新設法人の受けられる制度が「新スタートアップ会社税額免除制度」です。設立から3年間、法人課税所得のうち最初の10万Sドルまでが75%の免税となります。さらに、次の10万Sドルは50%が免税となるため、設立から経営が安定するまでの納税額が大幅に抑えられるでしょう。

ただし、免税となる課税所得の上限額は20万Sドル、投資持株会社および不動産には本制度は適用されません。

新スタートアップ会社税額免除制度の適用要件

  • シンガポールで設立し、税務上でもシンガポールの居住法人である企業
  • 株主が20人以下
  • 株主が全員個人、もしくは1人の個人株主が10%以上の株式を保有
  • 主な事業内容が、投資会社や、売買・投資用の不動産開発ではない

外国税額控除

二国間租税条約に基づいて運用されている、同一の所得に対して複数の国での重複課税を回避する仕組みです。日本法人とシンガポール法人間での取引があった場合などに、日本で課税された税額とシンガポールで課税された税額のどちらか低い方の税額を限度としてシンガポールの法人税額からの控除が可能です。

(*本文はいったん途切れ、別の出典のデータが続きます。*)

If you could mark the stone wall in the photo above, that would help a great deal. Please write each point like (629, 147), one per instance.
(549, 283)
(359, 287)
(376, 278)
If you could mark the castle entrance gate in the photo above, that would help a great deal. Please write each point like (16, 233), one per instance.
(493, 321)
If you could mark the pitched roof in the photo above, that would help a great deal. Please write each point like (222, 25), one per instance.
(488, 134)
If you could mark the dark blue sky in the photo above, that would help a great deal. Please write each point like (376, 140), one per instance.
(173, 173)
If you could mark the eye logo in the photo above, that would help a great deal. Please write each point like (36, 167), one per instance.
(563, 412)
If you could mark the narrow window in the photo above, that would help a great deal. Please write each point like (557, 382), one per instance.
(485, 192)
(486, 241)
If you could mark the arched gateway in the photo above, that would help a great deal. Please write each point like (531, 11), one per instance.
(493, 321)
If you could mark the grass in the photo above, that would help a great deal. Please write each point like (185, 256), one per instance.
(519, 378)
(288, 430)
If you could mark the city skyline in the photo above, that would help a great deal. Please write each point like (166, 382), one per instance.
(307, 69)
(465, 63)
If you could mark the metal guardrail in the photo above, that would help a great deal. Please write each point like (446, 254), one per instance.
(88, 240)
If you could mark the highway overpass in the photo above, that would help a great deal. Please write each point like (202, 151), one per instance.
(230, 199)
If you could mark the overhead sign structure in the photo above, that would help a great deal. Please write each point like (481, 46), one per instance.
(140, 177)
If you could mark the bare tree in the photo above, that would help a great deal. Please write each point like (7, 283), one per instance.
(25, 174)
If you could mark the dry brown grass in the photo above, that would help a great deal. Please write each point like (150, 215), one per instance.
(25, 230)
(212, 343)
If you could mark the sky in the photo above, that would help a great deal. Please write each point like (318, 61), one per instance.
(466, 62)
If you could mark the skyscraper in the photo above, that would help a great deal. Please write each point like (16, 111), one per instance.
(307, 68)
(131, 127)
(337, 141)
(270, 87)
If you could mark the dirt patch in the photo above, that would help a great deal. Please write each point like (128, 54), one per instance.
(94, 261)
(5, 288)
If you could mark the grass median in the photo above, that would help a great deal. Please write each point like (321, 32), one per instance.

外国税額控除は、税務上の居住法人だけが適用になる制度のため、非居住法人は利用できません。

タックスヘイブン対策税制

タックスヘイブン対策税制は、シンガポールへの法人設立による租税回避を規制するための制度です。この制度によって日本法人の子会社の所得は株主の親会社の所得とみなされるため、日本で法人税が課税されます。

2017年の税制改正から、制度の対象となる法人や経済活動など、課税対象となる範囲が拡大されています。そのため、タックスヘイブン税制が適用になるかの判定にかかる事務負担や、国外で課税されるリスクが増大し、注意が必要になりました。

まとめ

法人を経営していく上で収益に大きく影響するのが法人税です。シンガポールの法人税は、世界的にも低く設定されており、居住法人、さらに国内の経済成長につながると判断された企業に対しては、大幅な優遇措置も適用されるため、海外展開における優位性が期待できます。